Business-education links for schools are being managed by colleges in many areas as local education authorities lose control of schools.

Three out of four further education and sixth-form colleges have developed education links programmes with industry, according to a survey by the Education Business Partnerships National Network.

Many co-ordinate programmes for neighbouring schools. Schemes are designed to help promote vocational education and business awareness which was intended to be a central part of the national curriculum under the six-year-old Government policy for cross-curricular themes.

The further education input, particularly the co-ordinating role, has delighted leaders of the national network who will be holding the first national conference on business-education links in December.

John Botten, the network director said: “There is clear evidence of disturbing fragmentation of the whole system as local authorities lose control of education.”

The survey, carried out in the spring, paints an optimistic picture of the range of schemes. About 150,000 employers, including half of Britain’s largest companies, sponsor education-business links. Around three-quarters of all institutions at primary, secondary and tertiary level are involved.

Full details of an updated survey will be published at the conference, which will be preceeded by a national activities week to promote involvement.

“The danger of fragmentation is that many of the lessons will be lost rather than shared,” Mr Botten said.

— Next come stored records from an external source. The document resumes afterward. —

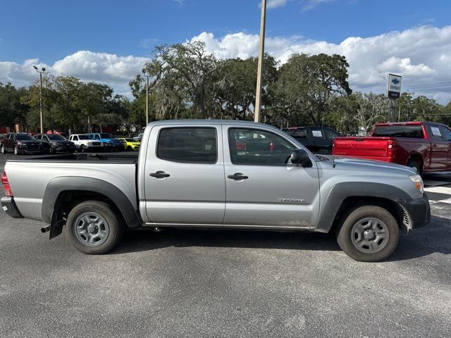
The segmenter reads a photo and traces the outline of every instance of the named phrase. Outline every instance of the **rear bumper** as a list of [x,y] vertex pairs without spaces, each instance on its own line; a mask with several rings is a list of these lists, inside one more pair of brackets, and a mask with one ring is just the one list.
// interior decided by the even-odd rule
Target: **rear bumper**
[[[431,220],[429,199],[426,194],[421,199],[407,199],[399,202],[407,214],[407,220],[404,217],[404,225],[409,230],[423,227]],[[405,224],[406,223],[409,224]]]
[[38,154],[41,152],[41,148],[31,148],[27,146],[20,146],[19,151],[22,154]]
[[57,146],[54,148],[57,153],[73,153],[75,151],[75,146]]
[[1,201],[1,208],[6,213],[6,215],[13,218],[23,218],[20,211],[17,208],[13,197],[2,197]]

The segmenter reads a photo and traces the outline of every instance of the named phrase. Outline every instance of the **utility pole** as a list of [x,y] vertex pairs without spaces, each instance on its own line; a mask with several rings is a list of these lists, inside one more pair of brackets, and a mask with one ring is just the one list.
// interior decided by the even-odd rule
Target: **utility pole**
[[255,109],[254,122],[260,122],[260,107],[261,106],[261,78],[263,77],[263,58],[265,54],[265,27],[266,25],[266,0],[261,0],[261,22],[260,23],[260,50],[259,65],[257,71],[257,91],[255,92]]
[[37,67],[33,65],[33,68],[39,73],[39,115],[41,120],[41,134],[44,134],[44,123],[42,122],[42,74],[45,73],[45,68],[42,70],[38,70]]
[[146,82],[146,125],[147,125],[149,124],[149,74],[144,68],[142,68],[142,73],[147,78]]

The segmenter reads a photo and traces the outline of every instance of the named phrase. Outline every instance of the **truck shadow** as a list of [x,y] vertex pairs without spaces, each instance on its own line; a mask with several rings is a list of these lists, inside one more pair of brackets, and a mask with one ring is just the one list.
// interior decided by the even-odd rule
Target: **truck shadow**
[[[111,254],[171,246],[340,251],[333,233],[168,228],[161,232],[147,229],[130,230]],[[434,253],[451,254],[451,220],[433,216],[428,225],[408,236],[402,235],[397,249],[387,261],[409,260]]]

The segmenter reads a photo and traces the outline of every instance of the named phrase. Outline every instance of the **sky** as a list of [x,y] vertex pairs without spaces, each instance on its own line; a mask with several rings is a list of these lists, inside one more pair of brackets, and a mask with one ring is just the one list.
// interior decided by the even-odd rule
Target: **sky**
[[[451,1],[267,0],[266,51],[345,55],[354,91],[403,91],[451,101]],[[130,96],[156,45],[200,39],[220,58],[258,54],[259,0],[0,0],[0,82],[54,75],[105,83]]]

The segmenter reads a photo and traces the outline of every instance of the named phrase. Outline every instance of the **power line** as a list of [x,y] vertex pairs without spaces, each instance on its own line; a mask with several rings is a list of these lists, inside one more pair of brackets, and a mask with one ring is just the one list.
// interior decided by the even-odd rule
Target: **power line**
[[[424,82],[416,82],[416,83],[407,83],[407,84],[403,84],[403,86],[410,87],[410,86],[414,86],[416,84],[429,84],[432,83],[443,83],[443,82],[451,82],[451,80],[445,80],[442,81],[428,81]],[[367,88],[386,88],[386,87],[387,87],[386,85],[384,85],[384,86],[374,85],[374,86],[360,87],[359,87],[359,89],[365,89]]]

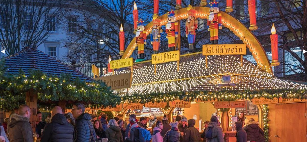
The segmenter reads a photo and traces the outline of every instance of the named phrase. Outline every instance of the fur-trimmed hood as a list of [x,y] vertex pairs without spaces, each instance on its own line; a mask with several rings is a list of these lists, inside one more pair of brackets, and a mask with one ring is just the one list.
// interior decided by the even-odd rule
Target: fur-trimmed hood
[[15,126],[16,124],[20,121],[29,122],[29,118],[17,114],[14,114],[11,116],[10,119],[10,122],[9,124],[9,127],[12,128]]

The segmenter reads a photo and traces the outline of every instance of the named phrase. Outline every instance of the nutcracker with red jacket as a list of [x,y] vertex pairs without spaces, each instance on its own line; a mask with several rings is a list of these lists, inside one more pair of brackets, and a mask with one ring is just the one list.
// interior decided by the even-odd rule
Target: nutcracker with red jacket
[[144,58],[144,44],[146,43],[146,33],[144,32],[145,27],[142,19],[138,21],[137,32],[135,33],[135,39],[138,44],[138,55],[139,59]]
[[159,52],[159,48],[160,47],[160,37],[161,37],[161,33],[162,32],[162,29],[160,27],[160,24],[162,21],[159,19],[157,19],[158,16],[154,15],[153,17],[153,22],[154,26],[151,29],[150,33],[150,44],[154,47],[154,54],[157,54]]
[[173,10],[168,12],[168,15],[165,31],[166,38],[168,40],[169,51],[174,51],[175,39],[178,36],[178,23],[175,22],[176,17],[175,16],[175,11]]
[[219,29],[222,29],[222,14],[220,12],[219,2],[213,0],[209,3],[210,14],[208,16],[207,28],[210,31],[210,40],[212,44],[218,44]]
[[188,17],[185,23],[185,36],[188,38],[189,43],[189,52],[194,51],[194,43],[196,36],[195,31],[198,25],[198,21],[195,18],[197,11],[192,8],[192,6],[189,5],[188,7]]

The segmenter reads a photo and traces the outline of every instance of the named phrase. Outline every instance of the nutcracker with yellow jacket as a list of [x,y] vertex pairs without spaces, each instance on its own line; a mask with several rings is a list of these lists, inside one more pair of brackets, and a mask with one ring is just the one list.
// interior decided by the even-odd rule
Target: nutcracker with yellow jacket
[[222,14],[219,8],[219,2],[213,0],[209,3],[210,14],[208,16],[207,27],[210,32],[210,40],[212,44],[217,44],[219,39],[219,29],[222,29]]
[[176,22],[175,11],[173,10],[169,12],[168,15],[165,31],[166,33],[166,38],[168,40],[169,51],[174,51],[175,39],[178,36],[178,23]]
[[146,43],[146,33],[144,32],[144,21],[141,19],[138,21],[135,33],[135,39],[138,44],[138,55],[139,59],[144,58],[144,44]]
[[185,36],[188,38],[189,43],[189,52],[194,51],[194,44],[196,36],[195,32],[198,25],[198,21],[195,18],[197,11],[192,9],[192,6],[189,5],[188,7],[188,17],[185,23]]

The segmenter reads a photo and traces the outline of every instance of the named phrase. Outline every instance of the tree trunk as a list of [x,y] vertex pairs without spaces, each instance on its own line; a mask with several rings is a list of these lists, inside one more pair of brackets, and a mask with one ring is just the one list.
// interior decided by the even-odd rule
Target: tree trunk
[[35,132],[36,127],[36,111],[37,109],[37,94],[34,93],[31,89],[26,94],[25,103],[30,107],[31,115],[30,118],[30,123],[32,125],[33,132]]

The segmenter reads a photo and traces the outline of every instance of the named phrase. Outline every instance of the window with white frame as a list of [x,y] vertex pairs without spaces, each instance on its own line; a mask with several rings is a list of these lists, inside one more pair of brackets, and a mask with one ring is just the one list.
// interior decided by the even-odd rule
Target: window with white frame
[[68,31],[77,32],[77,18],[74,17],[68,18]]
[[24,19],[24,28],[25,29],[30,30],[32,29],[33,28],[32,20],[31,19],[31,16],[29,14],[25,15]]
[[48,55],[50,57],[56,58],[56,46],[48,47]]
[[47,30],[49,31],[56,31],[56,17],[55,16],[47,17]]

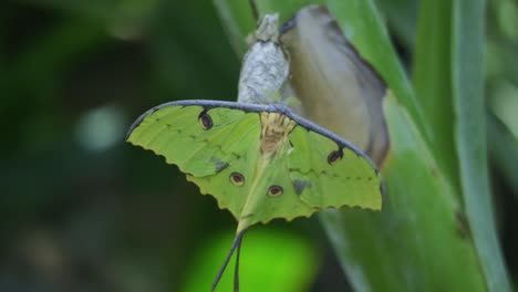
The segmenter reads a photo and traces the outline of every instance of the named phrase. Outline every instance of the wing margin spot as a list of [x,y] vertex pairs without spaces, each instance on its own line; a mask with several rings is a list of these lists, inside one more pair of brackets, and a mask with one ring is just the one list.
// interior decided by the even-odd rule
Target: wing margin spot
[[293,179],[291,184],[293,185],[296,194],[299,196],[302,194],[302,191],[304,191],[305,188],[311,186],[311,181],[301,179]]

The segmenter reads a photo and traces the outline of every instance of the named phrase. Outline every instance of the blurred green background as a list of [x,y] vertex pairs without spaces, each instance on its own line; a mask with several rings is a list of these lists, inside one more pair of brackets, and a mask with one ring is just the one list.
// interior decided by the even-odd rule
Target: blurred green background
[[[379,8],[411,67],[418,1]],[[517,1],[488,1],[486,23],[491,181],[516,282]],[[208,291],[234,218],[124,136],[159,103],[236,100],[240,56],[213,2],[2,1],[0,35],[0,291]],[[252,229],[241,280],[349,286],[314,218]]]

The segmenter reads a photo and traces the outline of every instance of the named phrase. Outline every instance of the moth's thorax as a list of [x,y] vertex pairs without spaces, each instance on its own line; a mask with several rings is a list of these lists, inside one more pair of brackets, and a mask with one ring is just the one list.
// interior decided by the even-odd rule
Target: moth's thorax
[[261,147],[263,156],[274,155],[288,139],[296,123],[279,113],[261,113]]

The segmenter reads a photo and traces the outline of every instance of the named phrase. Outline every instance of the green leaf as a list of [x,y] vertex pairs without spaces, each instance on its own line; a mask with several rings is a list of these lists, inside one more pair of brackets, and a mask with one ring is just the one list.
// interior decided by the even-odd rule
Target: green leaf
[[[318,254],[305,240],[287,231],[256,228],[246,236],[239,263],[244,291],[310,291],[320,265]],[[198,248],[182,291],[209,291],[232,238],[234,232],[227,232]],[[229,271],[234,264],[229,263]],[[232,277],[225,273],[216,291],[232,291]]]
[[450,75],[449,0],[421,2],[414,58],[414,86],[428,124],[427,139],[446,177],[458,188],[457,156],[454,144],[454,121]]
[[[227,1],[229,6],[232,2]],[[297,4],[301,4],[258,2],[261,3],[258,4],[260,12],[262,9],[269,12],[281,11],[283,13],[281,19],[289,19],[300,9]],[[455,186],[455,181],[459,181],[458,173],[455,170],[455,164],[449,161],[450,157],[456,157],[453,137],[458,132],[449,129],[447,134],[449,139],[442,145],[445,152],[449,152],[448,154],[438,154],[439,150],[433,149],[431,144],[433,135],[443,135],[439,129],[444,127],[444,123],[435,117],[428,121],[433,112],[431,108],[424,109],[425,103],[426,106],[428,104],[445,106],[447,97],[435,101],[439,104],[433,104],[434,101],[431,100],[421,104],[421,100],[414,96],[383,21],[371,0],[320,2],[328,6],[348,39],[380,72],[393,93],[384,104],[391,153],[382,168],[387,185],[386,205],[383,211],[374,213],[341,209],[327,211],[321,216],[353,288],[356,291],[485,291],[488,279],[495,279],[494,274],[488,274],[488,271],[494,269],[487,269],[488,262],[481,260],[470,237],[469,228],[473,229],[473,222],[470,221],[469,227],[466,225],[463,205],[459,202],[460,187]],[[439,48],[439,54],[447,58],[448,52],[452,52],[452,49],[447,49],[450,48],[450,40],[427,27],[437,24],[438,20],[434,18],[439,17],[441,4],[444,7],[446,3],[436,4],[438,7],[434,10],[434,14],[419,22],[419,33],[434,35],[429,40],[433,42],[432,48]],[[442,30],[445,29],[442,27]],[[425,40],[425,36],[419,35],[417,39]],[[417,53],[421,54],[428,54],[429,51],[432,49],[423,46],[417,49]],[[424,58],[426,56],[416,56],[418,60],[416,67],[419,70],[416,73],[419,79],[416,81],[418,93],[423,92],[427,95],[426,98],[432,98],[435,94],[428,93],[428,88],[443,84],[447,87],[442,91],[434,88],[434,92],[452,91],[447,85],[448,81],[442,80],[436,72],[432,81],[422,80],[425,70],[448,71],[450,67],[447,60],[443,60],[439,64],[428,64]],[[428,65],[434,67],[427,69]],[[481,69],[478,72],[481,72]],[[481,80],[477,84],[483,84]],[[452,108],[450,102],[448,106]],[[449,115],[453,114],[455,112],[450,111]],[[443,168],[449,170],[444,171]],[[484,169],[487,171],[487,168]],[[489,204],[487,208],[490,210]],[[496,240],[495,233],[491,236],[491,240]],[[501,263],[499,260],[498,257],[494,259],[496,263]],[[505,279],[505,272],[501,270],[500,272]]]
[[467,219],[490,291],[510,291],[489,191],[484,103],[485,1],[453,8],[452,74],[455,138]]

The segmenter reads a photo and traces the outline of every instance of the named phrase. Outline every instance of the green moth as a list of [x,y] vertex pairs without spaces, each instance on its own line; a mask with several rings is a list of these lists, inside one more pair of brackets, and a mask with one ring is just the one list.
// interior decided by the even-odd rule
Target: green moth
[[278,36],[277,17],[266,15],[244,61],[238,102],[166,103],[144,113],[127,134],[130,143],[177,165],[237,219],[213,290],[236,250],[238,290],[241,239],[256,223],[343,206],[382,209],[384,185],[370,157],[282,101],[289,63]]
[[230,210],[238,227],[229,257],[258,222],[330,207],[382,208],[384,186],[371,159],[283,104],[166,103],[143,114],[127,140],[178,165]]

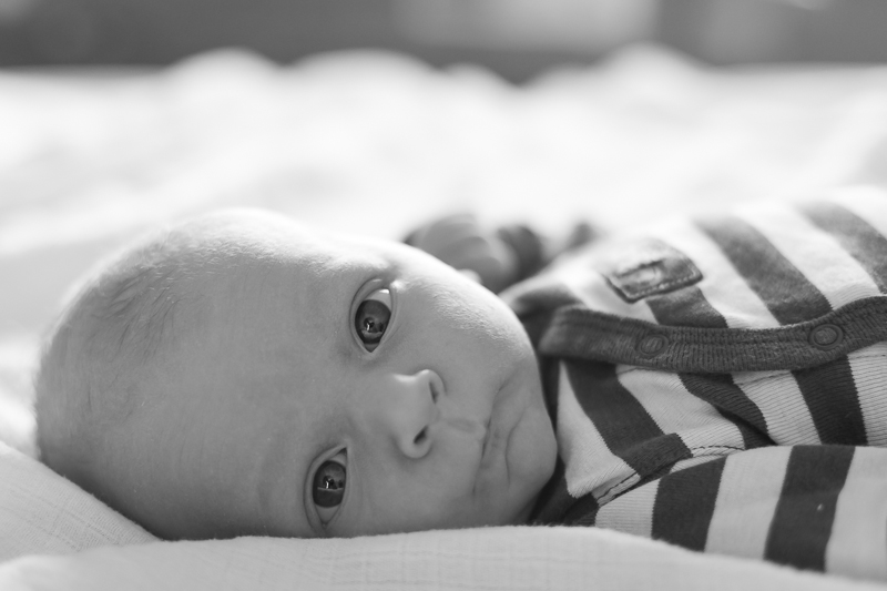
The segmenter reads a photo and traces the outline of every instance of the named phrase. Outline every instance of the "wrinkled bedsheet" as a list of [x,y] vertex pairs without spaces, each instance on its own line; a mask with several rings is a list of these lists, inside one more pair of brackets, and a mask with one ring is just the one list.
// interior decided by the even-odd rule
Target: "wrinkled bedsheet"
[[379,52],[0,71],[0,587],[856,589],[598,530],[144,544],[32,459],[30,387],[79,276],[214,207],[395,238],[453,211],[558,233],[844,184],[887,185],[887,67],[720,71],[641,47],[521,88]]

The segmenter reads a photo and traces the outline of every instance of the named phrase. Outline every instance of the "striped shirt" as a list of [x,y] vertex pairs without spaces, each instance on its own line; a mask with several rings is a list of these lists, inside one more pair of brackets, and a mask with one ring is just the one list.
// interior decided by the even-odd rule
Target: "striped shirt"
[[887,195],[608,240],[503,294],[559,462],[538,523],[887,580]]

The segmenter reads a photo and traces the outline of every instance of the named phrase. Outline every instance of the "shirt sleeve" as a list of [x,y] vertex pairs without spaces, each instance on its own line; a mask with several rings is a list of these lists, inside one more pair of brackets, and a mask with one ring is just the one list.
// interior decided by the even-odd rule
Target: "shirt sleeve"
[[594,509],[593,524],[692,550],[887,580],[887,450],[769,447],[710,459]]

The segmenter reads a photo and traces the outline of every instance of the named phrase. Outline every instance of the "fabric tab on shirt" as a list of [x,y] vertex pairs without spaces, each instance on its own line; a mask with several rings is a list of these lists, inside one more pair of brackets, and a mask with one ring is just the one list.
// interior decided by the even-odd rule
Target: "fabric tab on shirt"
[[620,243],[613,258],[602,258],[600,272],[625,302],[666,294],[699,283],[702,273],[680,251],[654,238]]

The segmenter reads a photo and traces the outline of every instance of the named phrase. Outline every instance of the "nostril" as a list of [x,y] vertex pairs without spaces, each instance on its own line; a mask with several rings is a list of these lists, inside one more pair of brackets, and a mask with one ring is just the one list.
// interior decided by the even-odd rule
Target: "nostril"
[[431,390],[431,401],[437,403],[437,399],[443,394],[443,381],[434,370],[428,370],[428,389]]

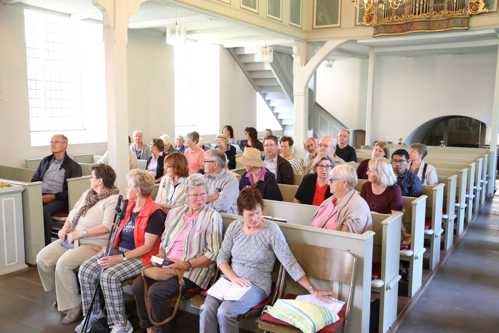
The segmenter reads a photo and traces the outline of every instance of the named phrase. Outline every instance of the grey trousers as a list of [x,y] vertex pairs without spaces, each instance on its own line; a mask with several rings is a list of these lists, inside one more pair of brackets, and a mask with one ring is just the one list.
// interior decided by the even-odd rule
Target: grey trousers
[[45,246],[52,240],[52,214],[67,210],[67,201],[52,200],[43,204],[43,230],[45,232]]
[[261,303],[268,296],[262,289],[251,284],[251,289],[239,301],[219,301],[208,295],[201,306],[199,315],[199,331],[201,333],[237,333],[239,322],[237,318]]

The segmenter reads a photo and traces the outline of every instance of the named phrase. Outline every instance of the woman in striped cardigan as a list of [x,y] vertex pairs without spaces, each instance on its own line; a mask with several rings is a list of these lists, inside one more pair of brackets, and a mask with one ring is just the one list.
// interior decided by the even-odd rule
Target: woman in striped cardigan
[[[222,243],[222,217],[206,205],[208,184],[204,176],[193,174],[185,183],[189,205],[174,208],[168,213],[157,256],[173,262],[162,266],[163,268],[185,271],[184,286],[187,289],[206,289],[215,274],[214,263]],[[162,322],[171,316],[170,300],[178,293],[178,278],[175,276],[164,281],[146,279],[151,317],[157,323]],[[142,277],[134,282],[132,290],[141,327],[147,329],[149,333],[170,332],[169,322],[153,326],[149,321]]]

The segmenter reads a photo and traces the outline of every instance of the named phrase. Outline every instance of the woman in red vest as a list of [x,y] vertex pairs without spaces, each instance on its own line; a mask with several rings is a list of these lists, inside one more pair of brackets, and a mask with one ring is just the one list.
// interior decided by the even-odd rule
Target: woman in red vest
[[[160,236],[163,233],[166,214],[151,198],[154,177],[147,170],[134,169],[127,175],[127,206],[125,219],[120,224],[113,248],[118,254],[97,258],[105,249],[85,261],[80,266],[78,277],[81,287],[83,315],[89,311],[92,296],[99,278],[101,267],[105,269],[100,277],[100,286],[107,308],[107,323],[111,332],[133,331],[132,325],[125,313],[125,302],[121,282],[140,274],[144,267],[151,264],[151,257],[159,250]],[[98,294],[91,310],[87,330],[92,323],[104,316],[100,308]],[[83,322],[75,332],[83,329]]]

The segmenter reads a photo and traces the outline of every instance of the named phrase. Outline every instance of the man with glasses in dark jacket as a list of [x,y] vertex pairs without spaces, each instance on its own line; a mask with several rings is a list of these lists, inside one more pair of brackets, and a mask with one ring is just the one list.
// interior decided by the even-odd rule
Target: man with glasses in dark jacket
[[[81,177],[81,167],[66,153],[67,138],[56,134],[49,142],[52,154],[44,157],[33,175],[31,182],[41,182],[45,245],[50,244],[52,215],[68,210],[68,178]],[[72,208],[72,207],[71,207]]]

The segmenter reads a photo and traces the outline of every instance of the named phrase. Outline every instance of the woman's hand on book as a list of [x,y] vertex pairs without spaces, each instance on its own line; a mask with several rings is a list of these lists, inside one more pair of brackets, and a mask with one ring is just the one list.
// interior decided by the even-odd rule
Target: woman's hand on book
[[324,296],[331,296],[331,297],[336,298],[334,293],[332,292],[330,292],[328,290],[317,290],[315,288],[312,288],[310,290],[310,294],[313,295],[315,297],[327,303],[330,303],[331,301],[324,298]]
[[239,287],[251,287],[251,282],[246,279],[239,277],[231,279],[231,282]]

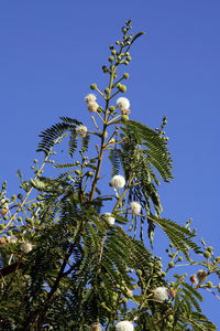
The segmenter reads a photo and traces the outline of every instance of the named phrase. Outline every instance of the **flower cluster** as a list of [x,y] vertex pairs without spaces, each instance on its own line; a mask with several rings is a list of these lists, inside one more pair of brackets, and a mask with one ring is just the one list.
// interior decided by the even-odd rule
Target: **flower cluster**
[[131,203],[131,211],[132,211],[132,214],[139,215],[141,213],[141,204],[136,201],[133,201]]
[[79,125],[76,127],[76,132],[77,135],[79,135],[80,137],[85,138],[86,134],[87,134],[87,127]]
[[166,287],[157,287],[154,290],[154,299],[160,301],[160,302],[164,302],[166,300],[168,300],[168,291]]
[[134,327],[130,321],[121,321],[116,324],[117,331],[133,331]]
[[23,253],[28,254],[33,249],[33,246],[31,243],[25,242],[21,245],[21,249],[23,250]]
[[111,179],[110,185],[114,189],[122,189],[125,185],[125,179],[121,174],[116,174]]
[[87,103],[88,110],[90,113],[97,113],[97,110],[99,108],[99,105],[96,102],[96,95],[95,94],[88,94],[85,97],[85,102]]
[[107,221],[107,223],[108,223],[109,225],[114,225],[116,218],[112,216],[111,213],[106,213],[106,214],[103,214],[103,218]]
[[7,199],[1,199],[0,201],[0,213],[2,216],[7,215],[9,212],[9,204],[7,202]]

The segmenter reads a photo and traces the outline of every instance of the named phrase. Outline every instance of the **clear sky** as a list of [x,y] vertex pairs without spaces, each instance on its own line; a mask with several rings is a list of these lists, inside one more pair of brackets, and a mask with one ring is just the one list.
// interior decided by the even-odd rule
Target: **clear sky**
[[[84,97],[94,82],[106,87],[100,68],[130,18],[134,32],[146,32],[128,67],[131,118],[152,128],[168,120],[175,180],[160,189],[163,216],[193,217],[220,256],[219,0],[1,1],[0,178],[19,192],[15,170],[29,177],[40,131],[58,116],[88,121]],[[220,302],[207,300],[220,327]]]

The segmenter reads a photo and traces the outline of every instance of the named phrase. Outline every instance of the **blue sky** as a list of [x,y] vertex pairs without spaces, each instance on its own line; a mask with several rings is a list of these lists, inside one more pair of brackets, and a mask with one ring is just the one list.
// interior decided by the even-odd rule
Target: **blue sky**
[[[127,68],[131,118],[152,128],[164,114],[168,121],[175,180],[160,189],[163,215],[180,224],[193,217],[220,256],[219,17],[218,0],[1,1],[0,178],[9,194],[19,191],[18,168],[30,175],[41,130],[58,116],[88,122],[84,97],[94,82],[106,87],[108,46],[132,18],[133,32],[146,34]],[[207,300],[220,325],[219,301]]]

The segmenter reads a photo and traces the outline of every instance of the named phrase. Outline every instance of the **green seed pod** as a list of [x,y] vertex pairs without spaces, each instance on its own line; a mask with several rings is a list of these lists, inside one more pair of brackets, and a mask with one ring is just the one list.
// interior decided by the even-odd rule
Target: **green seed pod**
[[128,115],[122,115],[121,122],[127,122],[128,120],[129,120],[129,116]]
[[97,89],[97,85],[96,85],[96,84],[91,84],[91,85],[90,85],[90,88],[91,88],[91,89]]
[[124,93],[127,92],[127,86],[125,85],[120,85],[119,90]]
[[124,73],[124,74],[123,74],[123,78],[124,78],[124,79],[129,79],[129,74],[128,74],[128,73]]
[[136,276],[138,276],[138,277],[141,277],[141,276],[142,276],[142,270],[138,269],[138,270],[136,270]]
[[210,257],[210,253],[209,253],[208,250],[206,250],[206,252],[204,253],[204,257],[209,258],[209,257]]
[[110,106],[109,107],[109,111],[114,111],[116,110],[116,107],[114,106]]

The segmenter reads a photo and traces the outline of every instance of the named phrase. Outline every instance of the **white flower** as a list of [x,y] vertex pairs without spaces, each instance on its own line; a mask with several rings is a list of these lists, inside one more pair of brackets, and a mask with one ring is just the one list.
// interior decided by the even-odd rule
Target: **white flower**
[[90,113],[97,113],[99,105],[96,102],[88,103],[88,110]]
[[33,249],[33,246],[31,243],[25,242],[21,245],[21,249],[23,250],[23,253],[30,253]]
[[120,97],[117,100],[117,105],[120,110],[127,110],[130,107],[130,100],[125,97]]
[[132,211],[132,214],[139,215],[141,212],[141,204],[136,201],[133,201],[131,203],[131,211]]
[[117,174],[110,181],[111,186],[114,189],[122,189],[125,185],[125,179],[123,175]]
[[114,225],[116,218],[112,216],[111,213],[106,213],[106,214],[103,214],[103,218],[107,221],[107,223],[108,223],[109,225]]
[[86,134],[87,134],[87,127],[80,125],[78,127],[76,127],[76,132],[77,135],[79,135],[80,137],[86,137]]
[[117,331],[133,331],[134,327],[129,321],[121,321],[121,322],[116,324],[116,330]]
[[168,291],[166,287],[157,287],[154,290],[154,299],[160,301],[160,302],[164,302],[165,300],[168,300]]
[[87,104],[96,102],[96,95],[95,94],[87,94],[87,96],[85,97],[85,102]]
[[7,237],[9,244],[16,244],[18,239],[14,236]]

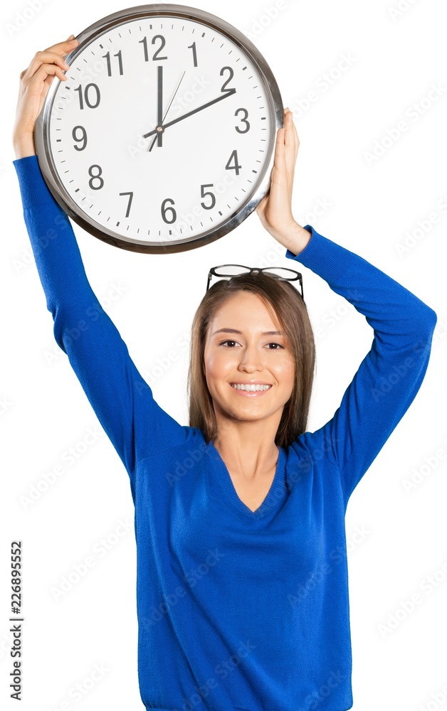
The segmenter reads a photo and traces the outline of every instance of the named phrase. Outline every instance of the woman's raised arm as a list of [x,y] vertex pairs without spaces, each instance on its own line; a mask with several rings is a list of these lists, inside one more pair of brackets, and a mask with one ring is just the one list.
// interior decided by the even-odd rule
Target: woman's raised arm
[[286,109],[285,129],[277,137],[270,189],[257,208],[260,219],[287,247],[288,259],[319,274],[374,329],[371,349],[333,417],[316,432],[298,437],[303,474],[312,466],[312,456],[330,460],[338,469],[346,505],[421,386],[437,316],[433,309],[362,257],[310,225],[303,228],[295,222],[291,198],[299,144],[291,112]]
[[180,444],[181,426],[154,400],[114,324],[85,274],[71,223],[53,197],[35,151],[33,128],[49,82],[63,75],[62,56],[75,46],[63,42],[38,52],[20,75],[13,142],[23,217],[54,320],[56,342],[130,475],[145,456]]

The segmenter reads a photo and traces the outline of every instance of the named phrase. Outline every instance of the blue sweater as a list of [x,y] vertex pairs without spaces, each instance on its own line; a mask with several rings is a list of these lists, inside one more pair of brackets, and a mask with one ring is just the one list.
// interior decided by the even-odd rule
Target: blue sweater
[[374,340],[332,418],[280,449],[253,512],[212,442],[154,400],[91,289],[37,157],[13,162],[56,342],[130,478],[146,709],[350,709],[347,504],[418,392],[436,313],[306,225],[305,248],[285,256],[363,314]]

He was surprised that primary schools featured so prominently since the main focus of education in industry in the 1980s was the secondary sector. “We find they are more eager than secondary schools,” said one FE co-ordinator.

The single biggest initiative in further education, however, is the support scheme for key stage 4. College education-industry co-ordinators candidly said they were in the business of attracting potential recruits at 16. But equally there were a wide range of benefits for schools, which were able to exploit colleges’ resources and wide range of staff with industry experience.